Donald Heller, the provost and vice president of academic affairs at the University of San Francisco, said students who do not graduate are more likely to default on their loans. GW’s four-year and six-year graduation rates have remained well above national averages, according to a report by the National Center for Education Statistics.
“The biggest factor we know is students who start college take out student loans and never earn a degree or other credentials,” Heller said. “Students who actually complete a bachelor’s degree have a pretty low default rate, so the biggest reason is to start college and never finish, those are the ones most likely to default.”
He said that as the average amount in loans increases, the loan default rate will likely also increase because students find it more difficult to pay back higher amounts. The average student at GW graduated with $33,305 in debt in 2018 – slightly higher than the national average of $29,200, according to a report by The Institute for College Access & Success, a nonprofit that researches college affordability.
Heller added that default rates in future years depend heavily on the strength of the economy moving forward.
“Basically, the relationship is when the economy goes downhill, people have trouble paying back their loans and the default rate goes up,” he said.

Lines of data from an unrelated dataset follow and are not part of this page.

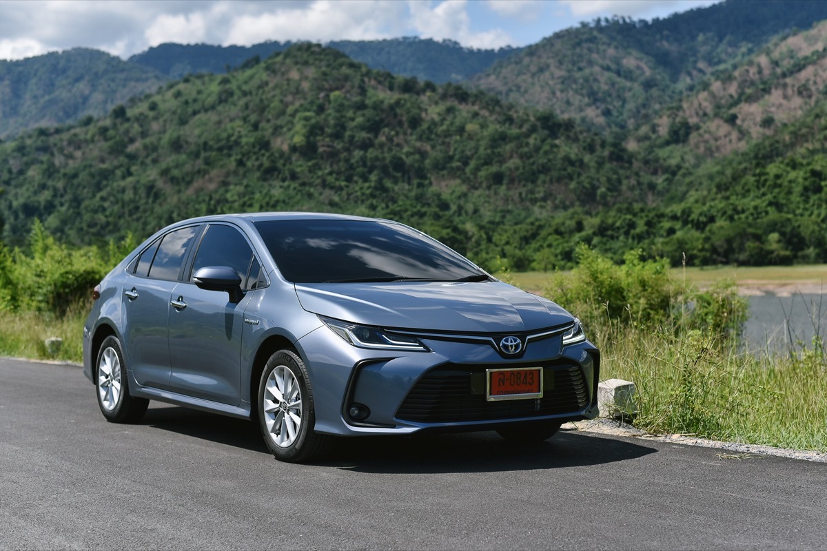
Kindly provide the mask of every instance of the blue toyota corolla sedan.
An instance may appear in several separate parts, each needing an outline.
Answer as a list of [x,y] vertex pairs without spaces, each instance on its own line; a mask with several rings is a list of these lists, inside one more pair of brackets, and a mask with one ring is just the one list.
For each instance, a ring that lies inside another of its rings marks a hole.
[[173,224],[95,287],[84,373],[103,416],[150,400],[258,422],[276,458],[336,436],[496,430],[597,414],[576,318],[409,226],[330,214]]

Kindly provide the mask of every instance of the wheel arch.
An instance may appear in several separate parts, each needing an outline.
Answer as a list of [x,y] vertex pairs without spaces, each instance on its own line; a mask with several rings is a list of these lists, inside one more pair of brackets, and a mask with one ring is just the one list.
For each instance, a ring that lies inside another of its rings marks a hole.
[[100,352],[101,344],[107,337],[113,336],[118,338],[115,328],[108,323],[102,323],[95,329],[92,335],[92,341],[89,344],[89,368],[92,373],[92,380],[94,382],[98,377],[98,354]]
[[279,350],[288,349],[302,356],[295,344],[281,335],[273,335],[264,340],[256,352],[252,368],[250,370],[250,419],[256,420],[258,416],[259,379],[270,357]]

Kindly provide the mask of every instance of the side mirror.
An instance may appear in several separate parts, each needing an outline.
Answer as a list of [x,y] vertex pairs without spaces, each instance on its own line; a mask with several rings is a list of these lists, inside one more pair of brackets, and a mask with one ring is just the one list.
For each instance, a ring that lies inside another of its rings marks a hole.
[[230,295],[230,302],[237,304],[244,298],[241,292],[241,278],[229,266],[205,266],[199,268],[193,274],[193,282],[199,289],[205,291],[226,291]]

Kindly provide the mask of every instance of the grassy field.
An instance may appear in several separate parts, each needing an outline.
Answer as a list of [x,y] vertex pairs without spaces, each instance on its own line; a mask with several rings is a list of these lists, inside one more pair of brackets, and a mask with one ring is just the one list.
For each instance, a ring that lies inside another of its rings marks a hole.
[[[511,273],[510,280],[531,292],[541,292],[551,276],[547,272]],[[714,268],[674,268],[672,278],[698,288],[711,287],[717,282],[734,281],[745,291],[755,287],[808,286],[827,292],[827,264],[802,266],[719,266]]]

The national average for student loan defaults dropped from 10.8 percent to 10.1 percent between fiscal years 2015 and 2016, according to the report. The rate at private universities fell from 7.1 percent to 6.6 percent during the year.
Mark Krankowitz, the publisher and vice president of research for Saving for College, an online college finance resource, said that while officials at all colleges should strive to eliminate loan defaults, the fact that GW’s default rate has stayed consistently below 2 percent – far below the national average – indicates that officials are providing effective resources for students to pay back loans.

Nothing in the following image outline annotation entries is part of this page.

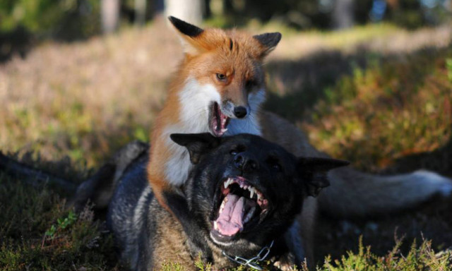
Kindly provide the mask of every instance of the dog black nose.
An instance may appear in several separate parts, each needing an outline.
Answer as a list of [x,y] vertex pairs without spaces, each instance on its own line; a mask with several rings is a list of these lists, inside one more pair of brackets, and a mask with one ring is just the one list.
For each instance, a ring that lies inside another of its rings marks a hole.
[[234,164],[237,169],[240,169],[245,172],[250,172],[258,169],[258,163],[242,154],[238,154],[234,157]]
[[246,108],[244,107],[234,107],[234,115],[239,119],[244,118],[247,113]]

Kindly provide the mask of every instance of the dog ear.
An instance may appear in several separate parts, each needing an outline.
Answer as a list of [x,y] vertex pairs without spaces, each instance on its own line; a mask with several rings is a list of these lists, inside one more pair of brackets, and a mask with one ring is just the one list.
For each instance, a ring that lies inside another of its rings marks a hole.
[[179,32],[186,53],[196,54],[202,51],[196,40],[204,32],[203,29],[173,16],[168,17],[168,20]]
[[186,147],[193,164],[198,164],[203,155],[218,146],[220,140],[209,133],[172,133],[170,137],[177,144]]
[[253,37],[257,40],[263,47],[262,52],[261,53],[261,58],[266,56],[275,49],[275,47],[276,47],[276,45],[278,45],[280,40],[281,40],[281,33],[279,32],[275,32],[274,33],[264,33],[253,36]]
[[299,158],[298,171],[306,184],[308,195],[316,197],[322,188],[330,185],[328,171],[349,164],[347,161],[331,158]]

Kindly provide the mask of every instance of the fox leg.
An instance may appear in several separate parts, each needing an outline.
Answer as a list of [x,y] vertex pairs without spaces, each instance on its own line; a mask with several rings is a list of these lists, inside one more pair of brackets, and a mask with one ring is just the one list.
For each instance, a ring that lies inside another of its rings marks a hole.
[[158,183],[160,186],[151,185],[153,192],[160,205],[171,213],[182,226],[191,257],[194,260],[201,257],[204,263],[213,263],[212,251],[203,234],[200,234],[200,230],[202,229],[199,228],[194,215],[189,209],[186,198],[182,191],[176,191],[177,188],[165,185],[161,181]]

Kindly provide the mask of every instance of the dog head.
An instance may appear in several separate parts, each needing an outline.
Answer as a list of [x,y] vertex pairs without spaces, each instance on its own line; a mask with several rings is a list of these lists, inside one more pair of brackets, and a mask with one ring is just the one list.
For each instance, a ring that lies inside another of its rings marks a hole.
[[201,114],[208,131],[222,136],[231,119],[249,118],[263,102],[263,59],[281,34],[203,30],[174,17],[169,19],[185,49],[184,68],[178,74],[184,78],[180,96],[186,111],[184,116],[193,119]]
[[283,234],[303,200],[329,185],[327,172],[348,162],[296,157],[249,134],[172,134],[196,164],[186,187],[190,208],[212,242],[232,255],[252,254]]

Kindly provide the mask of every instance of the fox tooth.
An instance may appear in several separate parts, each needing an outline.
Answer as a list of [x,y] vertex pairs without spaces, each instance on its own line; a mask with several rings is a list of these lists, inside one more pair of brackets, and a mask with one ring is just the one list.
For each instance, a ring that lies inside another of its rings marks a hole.
[[248,190],[249,190],[249,193],[251,193],[249,198],[252,199],[254,195],[254,188],[250,186]]
[[230,178],[228,178],[227,180],[225,181],[225,188],[227,188],[230,184],[232,182],[232,180]]
[[221,203],[221,206],[220,206],[220,212],[222,212],[223,209],[225,208],[225,205],[226,205],[226,201],[223,200],[223,202]]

Krankowitz said relatively expensive and selective schools like GW often have lower default rates because they typically attract wealthier students who can more easily pay back loans.

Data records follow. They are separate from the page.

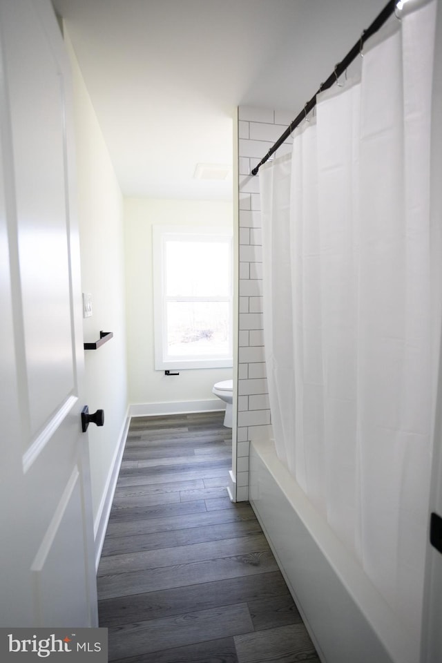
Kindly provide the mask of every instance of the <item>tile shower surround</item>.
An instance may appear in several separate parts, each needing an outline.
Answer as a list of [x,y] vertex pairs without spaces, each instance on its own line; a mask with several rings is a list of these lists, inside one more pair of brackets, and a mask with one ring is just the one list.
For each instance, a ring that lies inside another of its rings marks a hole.
[[[270,409],[262,331],[262,248],[259,175],[252,168],[285,131],[295,114],[238,109],[239,316],[236,498],[249,499],[251,441],[269,439]],[[289,139],[277,156],[291,148]]]

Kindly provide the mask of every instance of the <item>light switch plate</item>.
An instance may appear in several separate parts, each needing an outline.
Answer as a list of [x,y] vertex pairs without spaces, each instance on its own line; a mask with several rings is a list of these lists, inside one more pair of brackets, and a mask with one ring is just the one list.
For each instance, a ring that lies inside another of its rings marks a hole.
[[83,293],[83,317],[90,318],[92,315],[92,295],[90,292]]

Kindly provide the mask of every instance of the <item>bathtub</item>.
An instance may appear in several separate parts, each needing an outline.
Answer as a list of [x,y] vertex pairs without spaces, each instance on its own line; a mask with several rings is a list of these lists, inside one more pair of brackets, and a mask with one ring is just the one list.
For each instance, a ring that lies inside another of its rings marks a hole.
[[249,499],[322,661],[419,660],[419,643],[312,506],[271,442],[251,443]]

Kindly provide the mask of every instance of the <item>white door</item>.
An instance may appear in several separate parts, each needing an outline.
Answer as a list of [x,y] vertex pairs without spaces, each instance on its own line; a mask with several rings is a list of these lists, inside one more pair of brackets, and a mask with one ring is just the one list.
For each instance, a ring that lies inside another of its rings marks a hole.
[[93,626],[70,82],[49,0],[0,0],[0,626]]

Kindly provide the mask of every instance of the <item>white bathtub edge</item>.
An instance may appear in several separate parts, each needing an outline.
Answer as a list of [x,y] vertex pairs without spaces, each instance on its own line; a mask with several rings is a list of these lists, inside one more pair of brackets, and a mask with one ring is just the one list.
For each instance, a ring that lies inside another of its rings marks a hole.
[[[250,470],[251,504],[323,660],[416,663],[419,643],[399,624],[356,560],[325,526],[278,460],[271,443],[251,443]],[[273,500],[268,499],[269,495]],[[278,521],[285,531],[276,527]],[[291,540],[287,545],[287,531],[296,544]],[[309,568],[313,559],[317,568]],[[306,573],[310,574],[308,582]],[[326,590],[333,595],[325,597]],[[324,602],[333,604],[333,609],[327,611]],[[325,619],[325,624],[321,623]]]

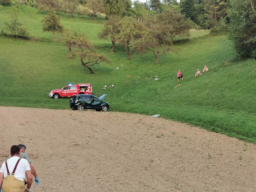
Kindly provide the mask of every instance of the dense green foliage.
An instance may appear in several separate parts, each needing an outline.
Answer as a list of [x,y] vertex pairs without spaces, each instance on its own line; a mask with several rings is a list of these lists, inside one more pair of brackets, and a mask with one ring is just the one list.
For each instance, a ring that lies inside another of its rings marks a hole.
[[4,22],[6,28],[1,31],[1,35],[4,36],[19,37],[25,39],[29,38],[29,34],[23,24],[19,21],[18,17],[15,14],[11,14],[10,21]]
[[[0,105],[69,109],[69,99],[51,99],[49,92],[69,83],[91,83],[94,94],[108,95],[111,111],[159,114],[256,143],[255,61],[234,61],[236,54],[226,36],[198,38],[209,32],[191,31],[189,38],[175,39],[178,54],[163,55],[157,66],[151,52],[135,54],[129,61],[118,44],[110,54],[111,43],[97,37],[102,20],[60,15],[65,28],[83,32],[97,52],[108,55],[111,62],[93,66],[92,74],[77,59],[66,58],[65,43],[53,42],[50,33],[42,33],[45,15],[32,8],[0,6],[1,20],[8,21],[9,10],[14,9],[22,22],[30,24],[28,31],[36,40],[0,37],[4,90]],[[0,22],[0,28],[4,26]],[[209,71],[194,77],[196,69],[206,64]],[[178,83],[179,69],[184,80]],[[159,79],[154,80],[156,76]],[[178,84],[182,85],[175,88]],[[103,90],[105,85],[109,86]]]
[[251,0],[230,0],[229,38],[240,57],[256,56],[256,3]]

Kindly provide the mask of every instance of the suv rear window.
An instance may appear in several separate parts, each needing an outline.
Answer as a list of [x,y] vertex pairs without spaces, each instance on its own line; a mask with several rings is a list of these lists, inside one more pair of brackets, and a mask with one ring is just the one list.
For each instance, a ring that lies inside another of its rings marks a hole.
[[90,100],[90,96],[84,96],[82,98],[82,100],[83,100],[83,101]]
[[73,98],[73,99],[78,100],[82,97],[82,95],[74,96]]

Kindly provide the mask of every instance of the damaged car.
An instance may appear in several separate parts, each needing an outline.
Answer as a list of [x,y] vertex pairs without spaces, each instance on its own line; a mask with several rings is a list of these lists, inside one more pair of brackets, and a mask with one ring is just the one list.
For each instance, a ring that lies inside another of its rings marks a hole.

“It suggests that the students who attend the University are generally wealthier,” Krankowiz said. “Wealthier students are less likely to borrow and, if they do borrow, they’re more likely to pay back the debt.”
About 2.5 percent of GW students come from families in the bottom 20 percent of median family income, according to a New York Times report from 2017. The median family income of a GW student is about $182,200, the report states.
Krankowiz added that officials at universities can decrease student loan default rates by educating students about personal finance through programs that help students understand how much they should borrow, what kinds of loans are available and how to pay back their loans.
“A lot of students have a lot of financial fragility,” Krankowitz said. “They can’t handle an unanticipated expense even as little as a few hundred dollars.”
Jeff Scholnick, a student loan debt attorney at Scholnick Law, said the relatively low default rate indicates that students can find well-paying jobs after graduation to pay off their loans. Graduates in the Class of 2018 saw slightly higher salaries on average compared to previous years, and 61 percent of the class secured plans to work full-time or part-time jobs by the time of graduation.
Scholnik said to completely avoid student loan defaults, politicians and administrators must work together to reduce the cost of attendance for college.
“This is a huge problem, and it’s going to need a coordinated effort,” he said.